Джулия моргнула, пытаясь сосредоточиться на словах, которые он произнес. Она ожидала, что он объяснит свою предыдущую фразу. Той ночью в саду он заставил ее почувствовать себя дурочкой. Хотел ли он повторить то же самое сейчас?

– Альберт и я не имели такой возможности, – продолжал Эдвард. – Он никогда не простит меня, если у его дочери заберут это. Я перебрался в другое крыло. Резиденция достаточно просторная, так что мы можем годами не пересекаться. Конечно же, я буду проводить как можно больше времени в других поместьях и в своей лондонской резиденции, чтобы не обременять тебя своим присутствием.

Час назад, даже пять минут назад, она ожидала, что он скажет что-то подобное: чтобы ее не обременяло его присутствие. Но он сказал, что любит ее.

Она неохотно подошла, стараясь держаться подальше, чтобы не вдыхать знакомый аромат бергамота, но достаточно близко, чтобы видеть каждую черточку, даже самую крошечную, на его лице.

– Ты едва мог говорить со мной.

Он закрыл глаза и сказал:

– Джулия…

– Когда я входила в комнату, ты выходил.

Эдвард опустил голову и сжал челюсть.

– Ты никогда не говорил мне ничего хорошего. Хотя, признаться, и плохого тоже. Просто все твои реплики звучали… добропорядочно, словно ты говорил их, потому что от тебя ожидали подобное.

– Так было проще.

Повернувшись, он прислонился к стене, слегка согнув колено, словно нуждался в опоре. Он был воплощением чистой мужественности, и она ненавидела себя за то, что заметила это.

– Мне было проще, когда ты смотрела на меня с отвращением. Какой мужчина захочет женщину, чьи глаза вспыхивали от отвращения всякий раз, когда она его видит? Когда этого стало недостаточно, я пил, пил и пил, чтобы унять тоску, чтобы показаться отвратительным, чтобы жена моего брата выгнала меня из их резиденции. Чтобы Альберт даже мысли не допускал о том, что я желаю женщину, которую он любит. Женщину, на которой он женился.

Так долго? Он так долго держал эти чувства в себе? Как она и Альберт не догадались? Она прислонилась к оконной створке, нуждаясь в поддержке. В коленях появилась слабость от столь неожиданного откровения. Ситуация казалась нереальной.

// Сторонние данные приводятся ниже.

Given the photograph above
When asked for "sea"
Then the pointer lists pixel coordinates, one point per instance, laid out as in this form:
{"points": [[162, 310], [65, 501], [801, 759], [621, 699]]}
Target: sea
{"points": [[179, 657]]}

– Когда ты понял, что чувствуешь ко мне?

Он поднял бокал, выпил оставшийся скотч, перевел взгляд на окно и прищурился.

– О, какое-то время я не понимал, что со мной. Но та ночь в саду открыла мне глаза. Я подумал: «Она интересует тебя, потому что запретный плод сладок. Поцелуй ее, попробуй ее на вкус и завязывай с этим». Вместо этого наш поцелуй разжег мое желание еще больше.

Она зажмурилась и сказала:

– В ту ночь я приняла тебя за Альберта.

– Я знаю. Я долго не понимал этого. Я убедил себя, что ты ждала меня. Каким же я был дураком! Когда ты назвала меня Альбертом, меня словно молнией поразило. Но и этот факт не уменьшил моих чувств к тебе.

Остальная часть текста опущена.